Trade & investment
ICC calls on trade ministers to reach fisheries deal at WTO
The International Chamber of Commerce (ICC) has published an open letter to trade ministers ahead of the upcoming World Trade Organization (WTO) negotiations on fisheries subsidies.
The letter – authored by ICC Secretary General John W.H. Denton – calls upon trade ministers to finalise a fisheries agreement ahead of Thursday’s meeting at the WTO.
In the letter, Mr Denton writes, “The global business community considers a rapid conclusion of the fisheries negotiations to be a matter of first-order importance. For business, finalising the deal would represent a significant step forward not only in sustainability and global governance of the oceans, but an essential way to reinforce the multilateral trading system and demonstrate that the WTO—and its Members—can continue to write meaningful trade rules that deliver for people and the planet.”
For ICC and the global business community, the WTO fisheries negotiations represent an opportunity to accelerate the achievement of the United Nations Sustainable Development Goals. Mr Denton writes, “Business accordingly has high expectations of governments to complete the fisheries deal this year. Faith in the global trading system can only be maintained if Trade Ministers are able to deliver on promises made by leaders to complete the negotiations as part of the Sustainable Development Goals.

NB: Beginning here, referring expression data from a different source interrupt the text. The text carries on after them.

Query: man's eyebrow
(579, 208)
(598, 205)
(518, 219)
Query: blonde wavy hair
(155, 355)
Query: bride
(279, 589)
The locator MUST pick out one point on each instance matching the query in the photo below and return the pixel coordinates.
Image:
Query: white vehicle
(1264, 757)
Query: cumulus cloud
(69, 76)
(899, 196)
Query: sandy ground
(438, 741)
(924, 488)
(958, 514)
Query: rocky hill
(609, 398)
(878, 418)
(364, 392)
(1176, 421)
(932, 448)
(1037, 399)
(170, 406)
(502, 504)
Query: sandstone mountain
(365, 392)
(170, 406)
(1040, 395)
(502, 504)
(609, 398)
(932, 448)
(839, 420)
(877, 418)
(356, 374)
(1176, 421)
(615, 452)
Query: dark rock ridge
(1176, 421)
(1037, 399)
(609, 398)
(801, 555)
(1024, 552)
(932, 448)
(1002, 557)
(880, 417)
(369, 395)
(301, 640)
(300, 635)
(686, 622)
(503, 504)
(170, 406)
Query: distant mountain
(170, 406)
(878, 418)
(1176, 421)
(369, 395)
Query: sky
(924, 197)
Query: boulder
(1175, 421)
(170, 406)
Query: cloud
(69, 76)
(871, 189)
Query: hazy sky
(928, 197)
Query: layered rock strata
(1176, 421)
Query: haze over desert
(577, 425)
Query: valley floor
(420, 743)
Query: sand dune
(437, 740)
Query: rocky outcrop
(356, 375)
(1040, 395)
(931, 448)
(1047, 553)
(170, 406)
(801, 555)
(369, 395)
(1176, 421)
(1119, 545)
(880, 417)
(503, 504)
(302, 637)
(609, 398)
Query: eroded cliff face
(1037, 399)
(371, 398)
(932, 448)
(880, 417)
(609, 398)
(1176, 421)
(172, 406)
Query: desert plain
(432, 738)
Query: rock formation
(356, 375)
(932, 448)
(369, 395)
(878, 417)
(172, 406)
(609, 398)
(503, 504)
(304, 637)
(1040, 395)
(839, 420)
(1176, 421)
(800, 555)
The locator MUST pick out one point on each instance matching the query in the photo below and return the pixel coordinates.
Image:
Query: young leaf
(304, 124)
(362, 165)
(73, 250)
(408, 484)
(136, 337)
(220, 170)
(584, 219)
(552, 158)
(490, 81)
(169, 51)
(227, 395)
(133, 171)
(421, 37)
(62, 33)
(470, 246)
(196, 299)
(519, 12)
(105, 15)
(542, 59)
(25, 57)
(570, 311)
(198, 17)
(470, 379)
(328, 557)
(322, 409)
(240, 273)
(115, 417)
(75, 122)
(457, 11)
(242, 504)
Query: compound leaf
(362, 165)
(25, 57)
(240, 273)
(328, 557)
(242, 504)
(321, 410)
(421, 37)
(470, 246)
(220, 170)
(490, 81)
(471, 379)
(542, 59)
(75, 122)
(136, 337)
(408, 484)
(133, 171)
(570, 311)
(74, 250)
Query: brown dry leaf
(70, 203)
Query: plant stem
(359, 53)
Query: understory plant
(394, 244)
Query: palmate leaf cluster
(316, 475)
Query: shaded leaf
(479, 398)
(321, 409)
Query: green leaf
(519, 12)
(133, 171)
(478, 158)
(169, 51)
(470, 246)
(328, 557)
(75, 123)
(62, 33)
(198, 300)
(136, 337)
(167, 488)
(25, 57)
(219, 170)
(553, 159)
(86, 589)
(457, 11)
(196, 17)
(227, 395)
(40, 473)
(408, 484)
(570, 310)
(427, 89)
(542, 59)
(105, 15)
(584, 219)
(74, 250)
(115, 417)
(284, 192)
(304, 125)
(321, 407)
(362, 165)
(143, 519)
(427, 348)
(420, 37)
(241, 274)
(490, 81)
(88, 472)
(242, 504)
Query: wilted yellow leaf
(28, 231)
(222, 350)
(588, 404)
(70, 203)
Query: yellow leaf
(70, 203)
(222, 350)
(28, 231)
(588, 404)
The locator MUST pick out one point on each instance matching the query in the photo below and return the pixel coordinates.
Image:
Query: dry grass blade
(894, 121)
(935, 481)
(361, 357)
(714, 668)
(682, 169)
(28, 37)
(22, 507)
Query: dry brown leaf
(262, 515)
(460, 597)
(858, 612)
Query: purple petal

The SDGs cannot merely remain “goals”: they must, very quickly, become realities.”
By reaching an agreement on fisheries subsidies, trade ministers have the opportunity to create a more sustainable and prosperous future for all.
“We understand the politically contentious nature of several aspects of the negotiations. But now is not the time for quibbling or obfuscation. The fate of our oceans and faith in the trading system hinges on you, Trade Ministers, making tough decisions and compromising. The global business community encourages you to take a broad view of your countries’ national interests that takes full account of the potential for an outcome on fisheries to restore faith in the trading system, inject momentum into MC12 negotiations and ultimately make our shared ocean economy more sustainable in the long term.”